Les travaux des géographes sont souvent instrumentalisés pour justifier l’injustifiable : l’expulsion, le massacre, le maintien dans une zone de non droit. Yves Lacoste écrivait en 1976 que « la géographie, ça sert d’abord à faire la guerre ». Dans ce texte inédit, David Goeury et Phillipe Sierra ajoutent en 2016 que « la notion de territoire, ça sert trop souvent à dominer et à exclure ». Ils sont co-auteurs de « Introduction à l’analyse des territoires », coll. Cursus, Paris, Armand Colin.
« FIN des territoires » (B. Badie, 1995), « retour des territoires » (colloque tenu à Corte en 2016), nécessité « d’écouter les territoires » (expression de politiques reprise par plusieurs agences d’urbanisme) : le mot « territoire » ne cesse d’être mobilisé pour évoquer les mutations du monde contemporain. Il en est du reste devenu une injonction pour légitimer des discours critiques vis-à-vis du processus de mondialisation ou pour s’opposer à des décisions de l’État central. Ainsi, il est souvent censé incarner la résistance d’une certaine « réalité du terrain » face à des dynamiques « venues d’ailleurs » : décisions des grandes firmes multinationales, uniformisation culturelle, dématérialisation de certaines activités économiques. L’instrumentalisation politique ne doit pas faire oublier que les conflits de pouvoir sont en fait la résultante de l’ancrage territorial des rapports entre sociétés mais aussi de ceux entre les individus et leur société et des sociétés avec la planète. Or ces différentes relations sont au cœur de toutes les questions de gouvernance et de démocratie. Elles posent une question centrale du couple pouvoirs/territoires : qui doit décider ici ?

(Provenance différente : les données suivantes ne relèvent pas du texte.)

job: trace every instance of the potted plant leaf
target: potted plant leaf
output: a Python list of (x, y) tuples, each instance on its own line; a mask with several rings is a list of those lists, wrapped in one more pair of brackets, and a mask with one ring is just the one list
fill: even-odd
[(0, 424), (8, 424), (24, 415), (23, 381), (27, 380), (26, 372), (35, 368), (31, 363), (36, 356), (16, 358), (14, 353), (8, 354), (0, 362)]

Si le terme de « territoire » est difficile à saisir, c’est parce qu’il dépasse les deux dimensions habituelles de l’espace : les délimitations administratives (les surfaces) et les réseaux (les pôles et les flux). En effet, le « territoire » ne se limite pas à une dimension politique appliquée (l’espace délimité pour gouverner) mais agrège de multiples dynamiques à la fois matérielles et symboliques qui correspondent aux différentes modalités d’appropriation de l’espace c’est-à-dire de territorialisation. Celle-ci peut s’ancrer autour d’aménagements spécifiques identifiables dans le paysage mais s’articule surtout avec des discours et des représentations qui peuvent être divergents. Les lectures sont alors contradictoires. Ainsi, un même champ incarne pour certains une parcelle productive d’une céréale à haut rendement et propriété d’une entreprise privée capitalistique, symbole du progrès agricole tandis que pour d’autres, il exprime l’image de la campagne éternelle à même de valoriser des résidences secondaires ou d’incarner une identité. Il peut aussi être vu comme une menace pour la biodiversité, détruisant le bien commun que constituent les insectes, constituant un véritable trou noir au sein des espaces habités par de nombreuses espèces animales. Et enfin, parfois, il devient le lieu de mémoire d’une grande bataille considérée comme déterminante pour l’indépendance de la nation. Or ces lectures ne sont pas exclusives les unes des autres : elles se superposent et amènent à des rapports de force qui mobilisent des enjeux environnementaux, économiques, politiques et culturels. Il est donc nécessaire de décomposer les différents processus pour comprendre l’enchevêtrement des différentes modalités d’appropriation de l’espace terrestre par les sociétés humaines. Cela explique le foisonnement de recherches et de travaux de disciplines différentes qui abordent les questions du territoire.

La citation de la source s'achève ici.